Chicago

Family Says Airline's Strange Demand Nearly Derailed Trip

"Our stress level went from like zero to 100 in about five minutes."

Like many parents, Bryson and Jenn Meunier spend most of their time juggling work, school and kids activities, leaving them little time alone. So when a chance to take a trip to Paris popped up, the Park Ridge parents of three didn’t think twice.

“This is like what we considered a once-in-a-lifetime opportunity for us to not only go to Paris but to spend two weeks just the two of us. So we were really looking forward to it,” Jenn Meunier said.

It was a trip months in the making, booked through United Airlines, with a meticulously crafted plan to drop off the kids at grandma and grandpa’s house in Akron, Ohio the day before the flight.

"The most economical and expedient way for us to do that was to actually drive our kids to Ohio which is a 7-hour drive, fly back to Chicago and then we planned on flying out of Chicago later," Bryson Meunier told NBC 5 Responds.

All systems were go, until the Meuniers hit check-in for their United flight out of Akron.

"It wouldn’t allow me to check in without my passport so I thought that was very strange that they would ask me for my passport going from one US city to another," Bryson Meunier recalled.
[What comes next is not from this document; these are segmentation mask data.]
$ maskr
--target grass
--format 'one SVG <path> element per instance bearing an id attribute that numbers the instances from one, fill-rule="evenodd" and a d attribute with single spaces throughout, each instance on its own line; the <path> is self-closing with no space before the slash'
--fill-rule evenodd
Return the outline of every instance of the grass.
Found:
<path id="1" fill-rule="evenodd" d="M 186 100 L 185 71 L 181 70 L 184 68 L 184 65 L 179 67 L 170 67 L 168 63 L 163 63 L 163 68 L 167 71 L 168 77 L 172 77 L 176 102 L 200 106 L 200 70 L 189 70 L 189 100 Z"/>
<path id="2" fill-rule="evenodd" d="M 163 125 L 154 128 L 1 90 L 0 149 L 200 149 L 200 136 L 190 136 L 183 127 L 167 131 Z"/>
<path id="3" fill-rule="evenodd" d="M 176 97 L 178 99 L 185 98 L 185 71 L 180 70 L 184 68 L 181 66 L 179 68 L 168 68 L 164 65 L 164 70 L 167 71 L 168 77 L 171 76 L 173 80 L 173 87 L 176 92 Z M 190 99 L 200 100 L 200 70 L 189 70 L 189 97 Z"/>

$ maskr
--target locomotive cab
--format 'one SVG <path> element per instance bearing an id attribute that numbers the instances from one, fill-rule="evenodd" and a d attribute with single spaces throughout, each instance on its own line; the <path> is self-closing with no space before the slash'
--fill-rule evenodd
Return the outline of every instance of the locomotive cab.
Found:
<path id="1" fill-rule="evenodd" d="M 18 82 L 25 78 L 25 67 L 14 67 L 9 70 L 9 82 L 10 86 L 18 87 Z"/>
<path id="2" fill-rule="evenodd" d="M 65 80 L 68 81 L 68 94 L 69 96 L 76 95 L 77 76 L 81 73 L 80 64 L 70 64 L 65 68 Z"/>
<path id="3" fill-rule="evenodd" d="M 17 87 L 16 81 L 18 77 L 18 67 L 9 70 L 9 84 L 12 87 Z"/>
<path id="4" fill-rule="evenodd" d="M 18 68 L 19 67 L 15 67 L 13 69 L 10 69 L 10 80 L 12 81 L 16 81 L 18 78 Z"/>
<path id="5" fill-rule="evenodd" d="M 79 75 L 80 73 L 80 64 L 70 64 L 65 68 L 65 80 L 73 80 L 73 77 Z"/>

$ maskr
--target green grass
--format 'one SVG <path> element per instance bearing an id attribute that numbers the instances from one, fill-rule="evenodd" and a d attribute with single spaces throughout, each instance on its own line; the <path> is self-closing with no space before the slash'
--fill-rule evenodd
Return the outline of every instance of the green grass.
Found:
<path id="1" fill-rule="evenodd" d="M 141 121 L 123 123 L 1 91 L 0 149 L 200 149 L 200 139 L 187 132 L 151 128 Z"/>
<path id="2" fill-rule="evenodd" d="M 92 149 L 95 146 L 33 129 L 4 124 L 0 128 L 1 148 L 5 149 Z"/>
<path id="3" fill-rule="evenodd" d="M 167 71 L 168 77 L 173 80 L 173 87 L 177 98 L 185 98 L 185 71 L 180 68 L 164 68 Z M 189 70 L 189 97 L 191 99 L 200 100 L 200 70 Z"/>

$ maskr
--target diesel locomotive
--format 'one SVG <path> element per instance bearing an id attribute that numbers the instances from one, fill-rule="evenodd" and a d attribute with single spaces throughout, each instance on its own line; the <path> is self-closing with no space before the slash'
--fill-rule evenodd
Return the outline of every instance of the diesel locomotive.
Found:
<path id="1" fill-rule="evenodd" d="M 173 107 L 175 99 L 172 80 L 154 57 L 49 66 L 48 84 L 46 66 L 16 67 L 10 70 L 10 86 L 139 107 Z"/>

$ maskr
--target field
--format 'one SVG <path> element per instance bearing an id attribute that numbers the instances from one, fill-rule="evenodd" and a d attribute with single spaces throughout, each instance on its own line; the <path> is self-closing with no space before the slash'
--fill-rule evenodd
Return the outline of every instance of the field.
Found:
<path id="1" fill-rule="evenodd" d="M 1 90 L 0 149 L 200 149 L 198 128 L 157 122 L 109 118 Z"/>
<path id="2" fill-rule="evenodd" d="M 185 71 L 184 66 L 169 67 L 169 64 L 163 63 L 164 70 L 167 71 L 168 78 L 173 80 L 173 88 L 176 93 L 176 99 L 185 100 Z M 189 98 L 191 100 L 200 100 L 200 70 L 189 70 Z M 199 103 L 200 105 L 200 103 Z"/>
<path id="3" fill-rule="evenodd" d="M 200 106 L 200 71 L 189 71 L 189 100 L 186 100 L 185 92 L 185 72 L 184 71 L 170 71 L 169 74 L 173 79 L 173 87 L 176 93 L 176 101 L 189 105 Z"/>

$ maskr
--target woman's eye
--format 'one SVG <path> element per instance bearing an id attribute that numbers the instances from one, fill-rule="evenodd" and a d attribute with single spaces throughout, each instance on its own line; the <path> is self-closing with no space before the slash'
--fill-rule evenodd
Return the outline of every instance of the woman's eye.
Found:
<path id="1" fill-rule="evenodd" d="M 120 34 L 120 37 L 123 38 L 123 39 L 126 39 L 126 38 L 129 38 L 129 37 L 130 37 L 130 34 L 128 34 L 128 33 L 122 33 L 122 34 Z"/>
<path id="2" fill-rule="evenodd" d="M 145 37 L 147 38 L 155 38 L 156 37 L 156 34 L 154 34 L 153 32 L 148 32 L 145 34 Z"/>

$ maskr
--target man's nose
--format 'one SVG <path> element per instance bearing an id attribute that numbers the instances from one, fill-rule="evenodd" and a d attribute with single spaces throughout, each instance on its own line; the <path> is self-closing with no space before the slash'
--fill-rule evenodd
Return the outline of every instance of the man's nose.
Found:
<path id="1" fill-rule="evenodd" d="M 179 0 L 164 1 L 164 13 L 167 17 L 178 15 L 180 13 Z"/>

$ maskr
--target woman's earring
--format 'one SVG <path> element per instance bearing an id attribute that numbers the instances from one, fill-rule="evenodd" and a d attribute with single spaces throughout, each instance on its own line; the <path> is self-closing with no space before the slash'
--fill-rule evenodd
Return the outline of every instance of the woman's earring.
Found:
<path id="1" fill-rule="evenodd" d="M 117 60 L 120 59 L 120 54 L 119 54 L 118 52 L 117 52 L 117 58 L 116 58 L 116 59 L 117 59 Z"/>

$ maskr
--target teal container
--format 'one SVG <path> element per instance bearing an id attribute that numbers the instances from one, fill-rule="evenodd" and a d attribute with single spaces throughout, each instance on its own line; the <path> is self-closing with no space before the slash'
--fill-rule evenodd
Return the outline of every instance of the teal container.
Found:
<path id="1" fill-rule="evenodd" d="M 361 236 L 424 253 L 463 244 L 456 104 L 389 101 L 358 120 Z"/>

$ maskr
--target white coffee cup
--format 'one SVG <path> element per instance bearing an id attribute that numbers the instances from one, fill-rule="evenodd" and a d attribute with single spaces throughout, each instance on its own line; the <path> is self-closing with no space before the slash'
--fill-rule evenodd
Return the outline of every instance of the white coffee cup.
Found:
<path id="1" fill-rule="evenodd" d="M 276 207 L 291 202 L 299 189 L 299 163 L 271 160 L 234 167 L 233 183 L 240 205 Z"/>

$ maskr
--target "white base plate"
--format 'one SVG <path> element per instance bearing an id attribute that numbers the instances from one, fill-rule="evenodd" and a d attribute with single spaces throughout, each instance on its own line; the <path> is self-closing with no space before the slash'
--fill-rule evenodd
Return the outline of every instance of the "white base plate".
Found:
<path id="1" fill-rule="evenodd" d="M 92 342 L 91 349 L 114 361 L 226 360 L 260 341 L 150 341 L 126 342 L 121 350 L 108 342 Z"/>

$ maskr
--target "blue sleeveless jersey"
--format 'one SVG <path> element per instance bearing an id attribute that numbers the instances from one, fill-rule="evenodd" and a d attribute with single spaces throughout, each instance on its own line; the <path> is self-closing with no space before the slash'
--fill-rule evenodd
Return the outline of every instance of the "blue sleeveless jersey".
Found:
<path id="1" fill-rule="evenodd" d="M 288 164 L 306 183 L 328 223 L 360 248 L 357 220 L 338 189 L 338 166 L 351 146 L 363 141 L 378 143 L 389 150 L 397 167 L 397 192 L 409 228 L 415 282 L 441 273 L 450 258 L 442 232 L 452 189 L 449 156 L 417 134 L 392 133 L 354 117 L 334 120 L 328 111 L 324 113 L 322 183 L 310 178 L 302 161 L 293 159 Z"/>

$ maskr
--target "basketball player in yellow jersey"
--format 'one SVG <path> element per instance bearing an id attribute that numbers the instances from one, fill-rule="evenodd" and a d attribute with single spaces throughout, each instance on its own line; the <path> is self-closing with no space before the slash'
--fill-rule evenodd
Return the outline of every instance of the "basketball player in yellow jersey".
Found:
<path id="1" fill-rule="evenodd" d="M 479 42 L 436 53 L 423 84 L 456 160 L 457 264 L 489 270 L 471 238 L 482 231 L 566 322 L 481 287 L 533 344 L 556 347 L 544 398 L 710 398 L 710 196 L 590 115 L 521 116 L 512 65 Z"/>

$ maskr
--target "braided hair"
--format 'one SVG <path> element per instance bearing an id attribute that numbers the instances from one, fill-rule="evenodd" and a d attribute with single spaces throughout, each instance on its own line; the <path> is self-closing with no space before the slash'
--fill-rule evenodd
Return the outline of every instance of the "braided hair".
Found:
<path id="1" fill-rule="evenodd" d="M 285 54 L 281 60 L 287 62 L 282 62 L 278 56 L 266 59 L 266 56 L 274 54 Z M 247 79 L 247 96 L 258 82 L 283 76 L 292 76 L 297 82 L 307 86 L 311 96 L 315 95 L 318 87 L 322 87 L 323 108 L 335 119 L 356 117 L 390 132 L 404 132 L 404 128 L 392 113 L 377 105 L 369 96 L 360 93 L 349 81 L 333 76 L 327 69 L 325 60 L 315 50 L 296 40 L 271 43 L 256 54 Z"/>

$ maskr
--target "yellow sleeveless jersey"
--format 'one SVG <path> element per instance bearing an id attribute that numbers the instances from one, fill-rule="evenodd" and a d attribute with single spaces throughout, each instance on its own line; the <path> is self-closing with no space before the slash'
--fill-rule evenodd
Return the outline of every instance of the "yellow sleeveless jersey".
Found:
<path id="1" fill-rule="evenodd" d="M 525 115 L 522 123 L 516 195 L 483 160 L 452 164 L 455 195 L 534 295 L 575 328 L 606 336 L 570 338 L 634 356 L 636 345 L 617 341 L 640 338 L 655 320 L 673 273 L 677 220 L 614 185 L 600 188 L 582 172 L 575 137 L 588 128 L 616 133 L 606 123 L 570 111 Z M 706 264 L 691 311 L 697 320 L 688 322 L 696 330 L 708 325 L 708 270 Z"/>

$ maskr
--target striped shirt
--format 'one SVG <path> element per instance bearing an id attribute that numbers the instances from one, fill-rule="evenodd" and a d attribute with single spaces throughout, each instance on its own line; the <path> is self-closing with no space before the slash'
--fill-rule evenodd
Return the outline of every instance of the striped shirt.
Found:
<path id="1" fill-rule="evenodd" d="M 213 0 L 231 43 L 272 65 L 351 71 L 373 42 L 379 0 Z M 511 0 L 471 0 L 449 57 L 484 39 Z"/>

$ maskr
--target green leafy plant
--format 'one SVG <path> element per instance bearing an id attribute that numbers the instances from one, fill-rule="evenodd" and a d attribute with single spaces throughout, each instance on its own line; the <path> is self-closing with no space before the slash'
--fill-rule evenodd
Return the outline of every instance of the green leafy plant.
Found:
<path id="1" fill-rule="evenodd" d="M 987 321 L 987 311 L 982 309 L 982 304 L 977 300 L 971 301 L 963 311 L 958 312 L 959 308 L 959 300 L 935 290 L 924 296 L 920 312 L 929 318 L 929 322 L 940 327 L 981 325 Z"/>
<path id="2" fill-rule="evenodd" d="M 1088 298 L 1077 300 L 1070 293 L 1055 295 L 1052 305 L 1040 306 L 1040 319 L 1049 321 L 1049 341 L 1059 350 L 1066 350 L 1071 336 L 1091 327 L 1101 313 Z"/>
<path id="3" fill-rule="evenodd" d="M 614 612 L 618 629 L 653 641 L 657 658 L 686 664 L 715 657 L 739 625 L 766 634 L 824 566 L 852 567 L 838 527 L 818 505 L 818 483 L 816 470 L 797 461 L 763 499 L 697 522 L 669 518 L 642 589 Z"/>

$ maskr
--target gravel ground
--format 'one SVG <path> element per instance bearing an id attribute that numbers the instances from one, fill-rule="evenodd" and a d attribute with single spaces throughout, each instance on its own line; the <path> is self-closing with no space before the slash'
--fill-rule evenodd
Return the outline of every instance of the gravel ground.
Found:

Certain it was a mistake, they went to United’s customer service desk. That’s when they learned that what they saw as a quick flight from Akron back home to Chicago to get their luggage and passports for a flight the next day was, in United’s eyes, the first leg of an international flight. And if they wanted to catch that flight to Paris, the Meuniers said they were given two choices: show their passports then and there, or buy two new tickets.

"Our stress level went from like zero to 100 in about five minutes," Jenn Meunier said.

Their trip in jeopardy, the Meuniers said United wouldn’t budge, forcing them to shell out $870 for two new tickets, plus $600 in change fees. Surprising, the couple said, given the tough headlines United already endured this year, including the 69-year-old doctor dragged off a crowded flight, and the mother who said the airline took away her toddler’s ticket and made him sit on her lap for a three-hour flight.

Once the Meuniers returned from Paris, they tried to get their $1,400 back. But their letters to the United CEO and phone calls got them nowhere.

"It was three months of just nonsense," Bryson Meunier said.

"We felt really powerless. We felt that we went through all of the appropriate channels to attempt to get our money refunded," Jenn Meunier recounted.

That’s when the Meuniers asked NBC 5 Responds to take a look.

A United spokesperson said in a statement that "all passengers are required to present proper documentation during every leg of an international itinerary, including the original departure point."

But that spokesperson also said due to the "unique circumstances," United refunded the $1,400 to the Meuniers as a "gesture of goodwill."

And that’s not all.

"Once NBC 5 Responds got involved they did the right thing. They gave us a $400 voucher in addition to the refund," Jenn Meunier said.